Sterling strengthened versus all but one of its 16 major peers as a gauge of U.K. consumer confidence climbed to the highest in almost six years in September and house prices rose for a fifth month. Carney told the Yorkshire Post the central bank would consider expanding its bond purchases, known as quantitative easing, only if the economy faltered. U.K. government bonds advanced, posting their biggest weekly gain since March.
“The pound’s recent strength is pretty much on the back of stronger economic data and comments from Carney,” said Ian Stannard, head of European currency strategy at Morgan Stanley in London. “Our view on the pound remains bearish given its vulnerable external position, but in the near term sterling may continue to enjoy some support from data surprises.”
The pound gained 0.8 percent from last week to $1.6133 at 4:55 p.m. London time yesterday after climbing to $1.6163 on Sept. 18, the highest since Jan. 11. The four-week gain is the longest since the period ended Sept. 21, 2012. Sterling strengthened 0.7 percent to 83.92 pence per euro after appreciating to 83.53 pence on Sept. 18, the strongest since Jan. 17.
GfK NOP Ltd.’s consumer-sentiment index rose to minus 10 this month, the highest since November 2007, from minus 13 in August, the London-based group said yesterday. U.K. house prices increased 0.9 percent after climbing an upwardly revised 0.7 percent in August, according to Nationwide Building Society.

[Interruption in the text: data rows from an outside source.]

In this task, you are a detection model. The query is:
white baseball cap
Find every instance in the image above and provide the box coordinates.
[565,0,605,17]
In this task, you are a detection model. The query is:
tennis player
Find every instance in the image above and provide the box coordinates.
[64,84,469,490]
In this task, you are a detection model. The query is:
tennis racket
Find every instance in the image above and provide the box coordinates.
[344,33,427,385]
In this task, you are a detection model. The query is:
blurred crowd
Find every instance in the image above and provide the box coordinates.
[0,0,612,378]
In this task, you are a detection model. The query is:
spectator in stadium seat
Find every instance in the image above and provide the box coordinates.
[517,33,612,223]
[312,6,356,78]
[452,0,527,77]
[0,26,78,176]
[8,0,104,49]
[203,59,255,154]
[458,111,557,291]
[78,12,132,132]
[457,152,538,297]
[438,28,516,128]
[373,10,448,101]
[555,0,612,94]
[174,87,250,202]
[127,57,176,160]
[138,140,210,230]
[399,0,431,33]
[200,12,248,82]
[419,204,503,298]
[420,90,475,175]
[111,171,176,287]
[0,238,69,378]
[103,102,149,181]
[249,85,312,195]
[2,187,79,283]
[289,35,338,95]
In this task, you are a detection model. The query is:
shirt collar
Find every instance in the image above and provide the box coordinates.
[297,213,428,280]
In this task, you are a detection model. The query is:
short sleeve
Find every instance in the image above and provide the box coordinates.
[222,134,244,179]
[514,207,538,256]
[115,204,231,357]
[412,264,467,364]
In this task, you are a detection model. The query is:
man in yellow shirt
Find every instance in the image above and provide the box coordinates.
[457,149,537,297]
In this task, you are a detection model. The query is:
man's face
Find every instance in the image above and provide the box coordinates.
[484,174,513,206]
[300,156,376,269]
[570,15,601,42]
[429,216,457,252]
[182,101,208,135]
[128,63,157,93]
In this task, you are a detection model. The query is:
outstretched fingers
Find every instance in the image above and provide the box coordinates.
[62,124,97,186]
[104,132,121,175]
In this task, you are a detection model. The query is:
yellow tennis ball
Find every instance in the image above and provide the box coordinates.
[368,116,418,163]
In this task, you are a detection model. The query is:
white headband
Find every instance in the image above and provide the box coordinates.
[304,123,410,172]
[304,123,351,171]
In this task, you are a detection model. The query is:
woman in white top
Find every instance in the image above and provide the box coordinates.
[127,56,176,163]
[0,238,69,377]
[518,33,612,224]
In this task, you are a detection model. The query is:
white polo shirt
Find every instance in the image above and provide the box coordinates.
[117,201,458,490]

“My personal view is, given the recovery has strengthened and broadened, I don’t see a case for quantitative easing and I have not supported it,” Carney said in an interview with the Yorkshire Post published on its website yesterday.
The Debt Management Office is scheduled to auction 4 billion pounds of 10-year gilts on Oct. 3. The U.K. last sold the benchmark securities on Sept. 12 at an average yield of 2.976 percent, the highest since June 2011.
U.K. manufacturing expanded further in September, a report next week is forecast to show. Markit and the Chartered Institute of Purchasing and Supply will say on Sept. 30 that their gauge of factory activity increased to 57.5 from 57.2 in August, according to the median estimate of 23 analysts surveyed by Bloomberg News. A reading above 50 indicates expansion.
The pound has risen 6.8 percent in the past six months, the best performer among 10 developed-nation currencies tracked by Bloomberg Correlation-Weighted Indexes. The euro appreciated 6 percent, while the dollar weakened 0.6 percent.
The yield on benchmark 10-year gilt dropped 21 basis points from last week to 2.71 percent, the steepest decline since the period ended March 1. The rate touched 2.70 percent yesterday, the least since Aug. 27. The 2.25 percent bond due in September 2023 rose 1.8, or 18 pounds per 1,000-pound face amount, to 96.035.
U.K. gilts lost 3.3 percent this year through Sept. 26, according to Bloomberg World Bond Indexes. German securities fell 1.7 percent and Treasuries declined 2.5 percent.